I blinked back into the room. I swore I was thinking about our predicament for like, thirty seconds, and it took mere moments to write the note. But the room was empty except for someone who’d hung back after finishing the test to work on homework quietly. Oh no.
The prof approached us to pick up our tests–and her heel crunched right on the note I’d thrown. She bent, picked it up, and carefully unfolded it.
“I saw you acting strangely, Miss Chloe, but I was about to excuse your behaviour on behalf of your…circumstances. Don’t you know not to pass notes during class? You aren’t a child.” She flipped the note to me. “Is this some code between you two?”
“What? No, I wasn’t–”
My brain was pudding. The note was completely unintelligible, and it was only the use of letters past D that made it look like it wasn’t me sharing answers to the multiple choice section that I hadn’t even had the faculties to reach.
Sylvain then said, “Potions.
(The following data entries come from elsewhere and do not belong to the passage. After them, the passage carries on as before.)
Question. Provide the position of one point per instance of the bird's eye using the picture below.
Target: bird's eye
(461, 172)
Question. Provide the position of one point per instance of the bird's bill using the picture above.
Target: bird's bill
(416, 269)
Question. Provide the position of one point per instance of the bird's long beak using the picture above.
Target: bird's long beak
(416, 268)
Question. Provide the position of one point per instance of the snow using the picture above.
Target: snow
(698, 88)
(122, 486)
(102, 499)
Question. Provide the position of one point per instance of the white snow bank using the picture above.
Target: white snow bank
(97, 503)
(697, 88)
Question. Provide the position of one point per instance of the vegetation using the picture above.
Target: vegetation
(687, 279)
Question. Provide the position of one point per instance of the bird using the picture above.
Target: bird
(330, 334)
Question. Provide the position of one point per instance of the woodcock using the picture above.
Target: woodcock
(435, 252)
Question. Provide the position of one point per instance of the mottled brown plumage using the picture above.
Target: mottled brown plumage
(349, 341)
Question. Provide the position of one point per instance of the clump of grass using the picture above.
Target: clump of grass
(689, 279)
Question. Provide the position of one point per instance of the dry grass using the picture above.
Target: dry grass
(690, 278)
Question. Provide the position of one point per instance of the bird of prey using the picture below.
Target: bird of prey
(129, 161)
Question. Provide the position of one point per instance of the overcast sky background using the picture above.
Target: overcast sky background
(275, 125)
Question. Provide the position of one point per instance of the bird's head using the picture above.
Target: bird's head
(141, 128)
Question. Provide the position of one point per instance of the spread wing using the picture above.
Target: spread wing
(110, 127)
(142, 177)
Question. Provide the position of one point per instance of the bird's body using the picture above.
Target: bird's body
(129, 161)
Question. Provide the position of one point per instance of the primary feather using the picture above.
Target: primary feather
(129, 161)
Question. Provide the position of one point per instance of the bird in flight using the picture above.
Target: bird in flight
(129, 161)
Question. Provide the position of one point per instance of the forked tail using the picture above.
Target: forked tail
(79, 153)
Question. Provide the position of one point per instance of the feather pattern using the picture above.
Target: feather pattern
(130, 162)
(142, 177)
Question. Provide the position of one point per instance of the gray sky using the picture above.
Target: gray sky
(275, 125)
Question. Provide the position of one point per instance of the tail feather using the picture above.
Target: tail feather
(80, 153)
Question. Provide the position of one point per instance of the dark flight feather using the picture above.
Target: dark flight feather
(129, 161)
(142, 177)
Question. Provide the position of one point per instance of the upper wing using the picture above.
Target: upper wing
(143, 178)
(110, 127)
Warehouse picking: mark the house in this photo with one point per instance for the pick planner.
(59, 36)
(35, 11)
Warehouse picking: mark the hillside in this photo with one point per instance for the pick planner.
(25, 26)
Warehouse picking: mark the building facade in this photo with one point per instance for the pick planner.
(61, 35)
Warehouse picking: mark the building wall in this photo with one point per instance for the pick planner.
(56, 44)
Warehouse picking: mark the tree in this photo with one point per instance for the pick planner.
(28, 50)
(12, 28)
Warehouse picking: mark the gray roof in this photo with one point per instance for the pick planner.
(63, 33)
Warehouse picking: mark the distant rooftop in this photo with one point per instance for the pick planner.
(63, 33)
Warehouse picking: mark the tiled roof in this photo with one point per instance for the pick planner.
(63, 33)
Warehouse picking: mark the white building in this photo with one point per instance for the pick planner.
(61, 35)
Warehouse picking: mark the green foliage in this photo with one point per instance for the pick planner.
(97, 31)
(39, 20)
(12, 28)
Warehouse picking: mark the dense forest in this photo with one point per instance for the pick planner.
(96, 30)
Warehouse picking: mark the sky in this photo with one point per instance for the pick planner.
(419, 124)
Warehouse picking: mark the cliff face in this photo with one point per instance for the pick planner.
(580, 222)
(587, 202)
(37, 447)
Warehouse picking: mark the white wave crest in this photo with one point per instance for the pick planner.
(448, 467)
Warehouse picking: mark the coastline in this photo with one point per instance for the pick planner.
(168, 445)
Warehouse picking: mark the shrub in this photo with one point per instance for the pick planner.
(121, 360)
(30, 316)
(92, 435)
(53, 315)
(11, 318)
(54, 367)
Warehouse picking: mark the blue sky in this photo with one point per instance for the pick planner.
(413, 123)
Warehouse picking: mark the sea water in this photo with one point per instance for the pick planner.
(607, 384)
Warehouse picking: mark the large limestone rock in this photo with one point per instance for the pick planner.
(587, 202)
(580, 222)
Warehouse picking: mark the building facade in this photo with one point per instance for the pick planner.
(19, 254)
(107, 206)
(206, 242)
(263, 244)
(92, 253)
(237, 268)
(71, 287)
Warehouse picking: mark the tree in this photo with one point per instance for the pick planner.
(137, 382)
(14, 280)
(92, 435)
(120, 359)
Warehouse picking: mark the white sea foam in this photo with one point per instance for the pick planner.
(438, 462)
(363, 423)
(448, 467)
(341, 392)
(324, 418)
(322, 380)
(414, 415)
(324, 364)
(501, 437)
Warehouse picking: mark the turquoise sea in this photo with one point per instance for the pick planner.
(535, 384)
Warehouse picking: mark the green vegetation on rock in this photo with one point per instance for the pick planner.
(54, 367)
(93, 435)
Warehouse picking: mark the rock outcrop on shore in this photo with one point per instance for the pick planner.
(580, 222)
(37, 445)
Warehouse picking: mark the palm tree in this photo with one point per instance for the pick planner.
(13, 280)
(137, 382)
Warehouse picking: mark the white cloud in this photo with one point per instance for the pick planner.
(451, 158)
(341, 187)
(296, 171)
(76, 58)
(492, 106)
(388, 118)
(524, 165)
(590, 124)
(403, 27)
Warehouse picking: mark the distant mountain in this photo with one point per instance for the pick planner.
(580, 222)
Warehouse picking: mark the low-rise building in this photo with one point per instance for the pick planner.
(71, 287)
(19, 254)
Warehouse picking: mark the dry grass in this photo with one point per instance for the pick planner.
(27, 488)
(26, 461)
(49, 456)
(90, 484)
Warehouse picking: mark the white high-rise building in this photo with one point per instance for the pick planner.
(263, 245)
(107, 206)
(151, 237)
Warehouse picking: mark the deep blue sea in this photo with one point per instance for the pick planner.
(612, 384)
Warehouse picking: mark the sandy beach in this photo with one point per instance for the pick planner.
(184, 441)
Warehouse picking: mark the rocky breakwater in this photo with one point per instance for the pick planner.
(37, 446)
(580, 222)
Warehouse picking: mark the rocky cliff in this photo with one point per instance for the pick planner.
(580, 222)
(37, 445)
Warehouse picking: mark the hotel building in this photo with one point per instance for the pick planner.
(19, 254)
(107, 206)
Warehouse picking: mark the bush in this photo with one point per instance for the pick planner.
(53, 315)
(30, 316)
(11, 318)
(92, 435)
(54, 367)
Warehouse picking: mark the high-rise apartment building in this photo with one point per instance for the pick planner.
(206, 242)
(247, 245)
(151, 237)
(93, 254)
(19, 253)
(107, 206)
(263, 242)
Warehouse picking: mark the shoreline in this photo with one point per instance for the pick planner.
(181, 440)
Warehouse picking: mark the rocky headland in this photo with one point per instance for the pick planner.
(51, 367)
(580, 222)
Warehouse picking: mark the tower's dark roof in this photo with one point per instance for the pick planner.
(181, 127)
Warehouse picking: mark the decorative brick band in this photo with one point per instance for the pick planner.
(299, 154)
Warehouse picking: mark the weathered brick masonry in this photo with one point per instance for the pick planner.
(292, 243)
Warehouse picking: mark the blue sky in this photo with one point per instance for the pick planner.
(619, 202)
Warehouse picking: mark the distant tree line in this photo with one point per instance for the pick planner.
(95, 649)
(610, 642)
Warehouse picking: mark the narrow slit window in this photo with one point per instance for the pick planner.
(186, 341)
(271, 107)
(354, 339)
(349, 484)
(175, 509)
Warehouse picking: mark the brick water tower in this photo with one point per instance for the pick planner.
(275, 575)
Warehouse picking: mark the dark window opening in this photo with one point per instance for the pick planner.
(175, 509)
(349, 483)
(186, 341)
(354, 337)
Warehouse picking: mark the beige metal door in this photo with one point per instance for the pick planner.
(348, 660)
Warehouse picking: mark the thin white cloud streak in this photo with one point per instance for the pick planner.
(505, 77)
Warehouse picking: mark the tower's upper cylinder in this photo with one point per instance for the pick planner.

It was potions.”
“Excuse me?”
“The other night, we were testing potions to…” He snapped his fingers, searching for the word. “To affect our intelligence, and they haven’t…” Sylvain searched again. “They haven’t worn off.”
“So you were attempting to cheat.”
“No!” I cried.
“No,” he asserted. “Just poor timing.”
I expected we would have been no more convincing if we’d both been smelling strongly of weed.
“I’m sure.” The prof set my failed note on my desk, looking between us, the tiniest bit of humour on her face. “I’m sending you two alchemists to the infirmary, and then we’re discussing just what you were doing with the potions.”